St. Louis Metropolitan Police were focusing resources in College Hill, cleaning up the streets and assigning extra patrols.
"I was just thinking, 'Maybe it was going to get better,'" Carter tells the Daily RFT.
Then Carter's son, Garland, was found dead in the snow, gunshot wounds in his head and neck, murdered to avenge a killing he didn't commit.
Carter's sons -- Prince and Garland -- are both featured in a New York Times front-page story about gun crime in St. Louis. Prince Carter tells a Kansas City-based reporter that he sleeps with a shotgun and avoids going out at night ever since his 52-year-old brother was murdered.
"Oh, yeah, he's right about that," says Geraldine Carter. "It's terrible over here. There are so many that got killed. Nobody seems to know what it is."
The New York Times story, headlined "In Places Like North St. Louis, Gunfire Still Rules the Night," spread like wildfire through St. Louis, a place often ignored by the big-time news outlets even when it doesn't deserve to be.
The story perpetuates an unfair and unfounded reputation many have been fighting against: that St. Louis is a gun-crazed, ultra-violent city with crime rates that put it on par with the likes of Ciudad Juarez, Mexico, and Mogadishu, Somalia. It's a reputation that plagues the city around the world, including in France, where, these days, travelers are warned to avoid north St. Louis.
But north of Delmar Boulevard, Geraldine Carter says, that reputation feels like reality, and she doesn't need the New York Times to tell her about guns in north city. The day the story came out, police investigated two drive-by shootings in north St. Louis, including one where suspects shot at a car with seven children, injuring a teenager and the female adult driver, according to the St. Louis Metropolitan Police.
Carter blames it on envy -- unsupervised, gun-toting teens breaking into homes and cars to steal the good life.
"They'll lie in wait and come into your house," she says. "If you're in there, they'll shoot you, too. And you know that's the way it is."

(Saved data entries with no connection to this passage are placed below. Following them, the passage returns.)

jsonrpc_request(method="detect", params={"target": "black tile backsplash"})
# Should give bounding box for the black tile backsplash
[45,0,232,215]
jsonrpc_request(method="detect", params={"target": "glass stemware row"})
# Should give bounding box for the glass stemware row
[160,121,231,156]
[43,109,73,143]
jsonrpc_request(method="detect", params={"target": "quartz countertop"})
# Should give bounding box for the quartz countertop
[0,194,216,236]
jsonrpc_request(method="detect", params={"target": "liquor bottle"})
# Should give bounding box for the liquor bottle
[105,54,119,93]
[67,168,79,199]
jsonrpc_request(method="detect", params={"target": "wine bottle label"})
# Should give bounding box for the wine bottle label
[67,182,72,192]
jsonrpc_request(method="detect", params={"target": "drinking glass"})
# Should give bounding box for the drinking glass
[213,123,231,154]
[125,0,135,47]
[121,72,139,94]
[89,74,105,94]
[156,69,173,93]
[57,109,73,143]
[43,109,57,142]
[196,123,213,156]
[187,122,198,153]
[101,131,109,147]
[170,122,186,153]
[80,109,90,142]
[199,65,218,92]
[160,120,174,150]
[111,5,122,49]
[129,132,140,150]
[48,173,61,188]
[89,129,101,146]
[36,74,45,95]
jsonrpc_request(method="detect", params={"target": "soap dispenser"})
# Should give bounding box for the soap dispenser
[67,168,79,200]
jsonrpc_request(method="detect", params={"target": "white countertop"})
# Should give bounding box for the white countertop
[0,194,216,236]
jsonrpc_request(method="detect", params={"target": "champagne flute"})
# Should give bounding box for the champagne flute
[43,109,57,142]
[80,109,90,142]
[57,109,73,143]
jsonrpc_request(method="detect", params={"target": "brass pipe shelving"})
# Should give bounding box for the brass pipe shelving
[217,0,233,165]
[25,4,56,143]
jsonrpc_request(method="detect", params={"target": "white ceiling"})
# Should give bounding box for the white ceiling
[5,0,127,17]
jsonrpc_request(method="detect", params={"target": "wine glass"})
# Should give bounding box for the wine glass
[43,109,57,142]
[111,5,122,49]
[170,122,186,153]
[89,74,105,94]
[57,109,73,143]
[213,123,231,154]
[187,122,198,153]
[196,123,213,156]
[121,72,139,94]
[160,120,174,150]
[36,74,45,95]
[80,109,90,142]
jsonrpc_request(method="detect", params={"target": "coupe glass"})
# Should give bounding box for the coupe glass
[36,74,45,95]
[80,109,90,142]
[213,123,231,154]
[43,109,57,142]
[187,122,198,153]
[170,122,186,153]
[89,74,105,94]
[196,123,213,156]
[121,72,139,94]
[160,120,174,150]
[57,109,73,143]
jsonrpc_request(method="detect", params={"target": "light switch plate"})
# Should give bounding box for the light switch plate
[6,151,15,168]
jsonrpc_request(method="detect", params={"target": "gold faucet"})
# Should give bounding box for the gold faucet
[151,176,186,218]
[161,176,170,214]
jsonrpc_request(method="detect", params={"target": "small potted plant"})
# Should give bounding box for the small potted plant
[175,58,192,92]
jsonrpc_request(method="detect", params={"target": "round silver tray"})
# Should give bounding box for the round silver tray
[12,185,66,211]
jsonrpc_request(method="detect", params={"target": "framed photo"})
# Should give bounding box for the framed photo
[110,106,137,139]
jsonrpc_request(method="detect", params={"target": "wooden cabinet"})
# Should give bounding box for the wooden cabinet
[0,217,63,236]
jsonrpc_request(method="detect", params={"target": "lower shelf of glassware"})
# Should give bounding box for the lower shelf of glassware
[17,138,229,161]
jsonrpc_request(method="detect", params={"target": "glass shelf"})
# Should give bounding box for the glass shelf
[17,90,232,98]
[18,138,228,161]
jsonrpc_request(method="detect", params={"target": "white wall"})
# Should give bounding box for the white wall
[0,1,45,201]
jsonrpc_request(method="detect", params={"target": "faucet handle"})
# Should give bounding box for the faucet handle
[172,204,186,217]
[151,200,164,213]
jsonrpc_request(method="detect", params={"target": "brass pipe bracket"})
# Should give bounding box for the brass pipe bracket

Nine months after her son's death, Carter says her family is still devastated over the loss of Garland, a man who served his neighborhood by cleaning, raking leaves and taking out trash for neighbors. The day he died, he had finished shoveling snow off porches and cars for his family and neighbors before heading around the corner to the liquor store, where he was killed trying to buy a beer.
"It hurts to the core," Carter says. "It's devastating. Everybody is still grieving."
Halloween was particularly difficult. For the first time, Garland's seven-year-old daughter didn't have her dad to take her trick-or-treating.
"So I don't try to do anything but stay in my house," Carter says. "It's just been so hard for me. I don't have the energy to do nothing. I still cry about my boy."
In the New York Times, Carter's son Prince says he now wants to leave St. Louis, where he's lived his entire life.
"My oldest son was just asking me three days ago, 'Momma, don't you want to leave?'" Carter says. "I thought maybe when the economy got better and everybody got a job, we could leave."
Carter says she'll probably never leave, now. Her daughter and grandchildren have moved into her duplex, and she looks after a 96-year-old neighbor who recently broke her hip.
"This is our house, and we have to do the best we can," Carter says. "We're just stuck here. Nobody can really do nothing right now."